Die neueren Varianten unternehmen erhebliche Anstrengungen, um eine Inspektion und Analyse der Phishing-Seite zu verhindern. Der Code deaktiviert Tastenkombinationen wie Ctrl+Shift+I oder Ctrl+U und blockiert das Rechtsklick-Kontextmenü. Eine besonders aggressive Taktik ist die sogenannte „infinite debugger loop“: Öffnet jemand die Entwicklertools, läuft der Code endlos und lässt den Browser-Tab einfrieren.

Zusätzlich nutzt Whisper 2FA einen Trick mit einem gefälschten Bildobjekt. Versucht jemand, dieses Objekt zu untersuchen – etwa beim Einsatz von Browser-Entwicklertools –, löst dies einen Befehl aus, der die Webseite sofort leert macht.

Echtzeit-MFA-Umgehung als Kernbedrohung

Nach dem Diebstahl der der Microsoft 365-Login-Daten geht Whisper 2FA in eine erweiterte Phase über: die Echtzeit-MFA-Ernte. Benötigt das Opferkonto einen SMS-Code oder einen Code aus einer Authentifizierungs-App, aktiviert das Phishing-Kit einen manuellen Erfassungsmodus. Das Backend der Angreifer sendet einen neuen Session-Token zusammen mit Anweisungen für die Phishing-Seite, ein Eingabefeld für den MFA-Code anzuzeigen.

Sobald das Opfer seinen Code eingibt und auf „Senden“ klickt, verpackt die Phishing-Seite den Code in eine verschleierte Payload und sendet ihn an den Command-and-Control-Server der Angreifer. Diese verwenden den Code sofort für einen echten Log-in-Versuch in das Microsoft-365-Konto. Funktioniert der Code, fährt die Phishing-Seite fort, als wäre der Log-in erfolgreich gewesen. Schlägt der Code fehl, bittet die Seite höflich um einen neuen Versuch.

Diese Schleife erlaubt unbegrenzte Wiederholungen und hält das Opfer so lange bei der Stange, bis ein gültiger Code erfasst wird.

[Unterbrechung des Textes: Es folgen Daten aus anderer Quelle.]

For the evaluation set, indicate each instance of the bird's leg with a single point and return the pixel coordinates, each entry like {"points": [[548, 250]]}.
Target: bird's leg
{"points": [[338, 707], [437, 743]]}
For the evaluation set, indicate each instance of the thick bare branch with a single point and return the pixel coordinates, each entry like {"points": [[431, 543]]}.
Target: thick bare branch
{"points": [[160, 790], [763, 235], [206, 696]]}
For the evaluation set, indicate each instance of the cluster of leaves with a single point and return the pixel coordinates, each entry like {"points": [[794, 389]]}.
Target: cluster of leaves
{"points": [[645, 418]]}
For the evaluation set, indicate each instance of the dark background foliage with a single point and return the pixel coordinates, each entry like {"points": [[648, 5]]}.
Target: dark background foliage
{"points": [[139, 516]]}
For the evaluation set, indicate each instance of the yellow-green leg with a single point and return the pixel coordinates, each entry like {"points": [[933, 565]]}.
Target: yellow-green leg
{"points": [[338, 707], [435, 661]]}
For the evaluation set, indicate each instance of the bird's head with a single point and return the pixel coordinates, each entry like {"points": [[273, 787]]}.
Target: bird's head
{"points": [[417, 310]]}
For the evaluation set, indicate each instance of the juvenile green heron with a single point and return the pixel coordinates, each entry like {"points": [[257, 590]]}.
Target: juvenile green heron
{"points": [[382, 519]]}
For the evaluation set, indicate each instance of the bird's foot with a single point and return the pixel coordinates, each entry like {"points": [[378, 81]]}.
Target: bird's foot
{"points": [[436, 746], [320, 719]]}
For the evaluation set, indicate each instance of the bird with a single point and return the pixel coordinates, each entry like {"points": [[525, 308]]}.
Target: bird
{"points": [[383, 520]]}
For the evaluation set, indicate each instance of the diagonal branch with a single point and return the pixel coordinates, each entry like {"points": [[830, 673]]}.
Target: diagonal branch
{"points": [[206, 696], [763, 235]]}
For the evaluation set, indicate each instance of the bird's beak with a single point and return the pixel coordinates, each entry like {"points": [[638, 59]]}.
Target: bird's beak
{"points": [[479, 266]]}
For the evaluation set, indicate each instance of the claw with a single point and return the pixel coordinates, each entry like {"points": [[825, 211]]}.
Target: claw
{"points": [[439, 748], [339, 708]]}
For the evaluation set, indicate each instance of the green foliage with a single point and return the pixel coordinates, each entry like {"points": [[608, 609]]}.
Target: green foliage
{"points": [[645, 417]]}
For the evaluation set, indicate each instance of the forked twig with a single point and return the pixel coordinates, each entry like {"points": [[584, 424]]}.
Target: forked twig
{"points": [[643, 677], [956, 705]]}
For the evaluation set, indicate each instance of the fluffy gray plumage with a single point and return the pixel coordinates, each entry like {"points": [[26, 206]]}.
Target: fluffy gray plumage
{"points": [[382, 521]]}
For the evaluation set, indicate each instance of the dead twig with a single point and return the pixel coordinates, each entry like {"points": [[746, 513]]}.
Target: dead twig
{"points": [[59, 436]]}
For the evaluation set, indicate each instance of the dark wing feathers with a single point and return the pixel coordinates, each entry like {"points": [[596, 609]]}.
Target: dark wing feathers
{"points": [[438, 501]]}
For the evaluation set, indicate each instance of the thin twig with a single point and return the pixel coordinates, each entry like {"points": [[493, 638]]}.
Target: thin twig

Laut Barracuda macht dies das Design besonders gefährlich, da es nicht nur einen einzelnen MFA-Code stiehlt, sondern als Live-Relay fungiert, jeden Code in Echtzeit validiert und fortsetzt, bis sich der Angreifer erfolgreich anmeldet.

Die Sicherheitsforscher betonen, dass Whisper 2FA sich von prominenten PhaaS-Kits wie EvilProxy in mehreren Punkten unterscheidet. Es vermeidet komplexe Reverse-Proxies und nutzt stattdessen leichtgewichtige AJAX-Anfragen zum Diebstahl von Anmeldedaten und MFA-Token, was die Bereitstellung erleichtert und die Erkennung erschwert. Gleichzeitig setzt es auf aggressive Anti-Analyse-Techniken mit mehreren Verschleierungsebenen und Fallen für Debugging-Tools.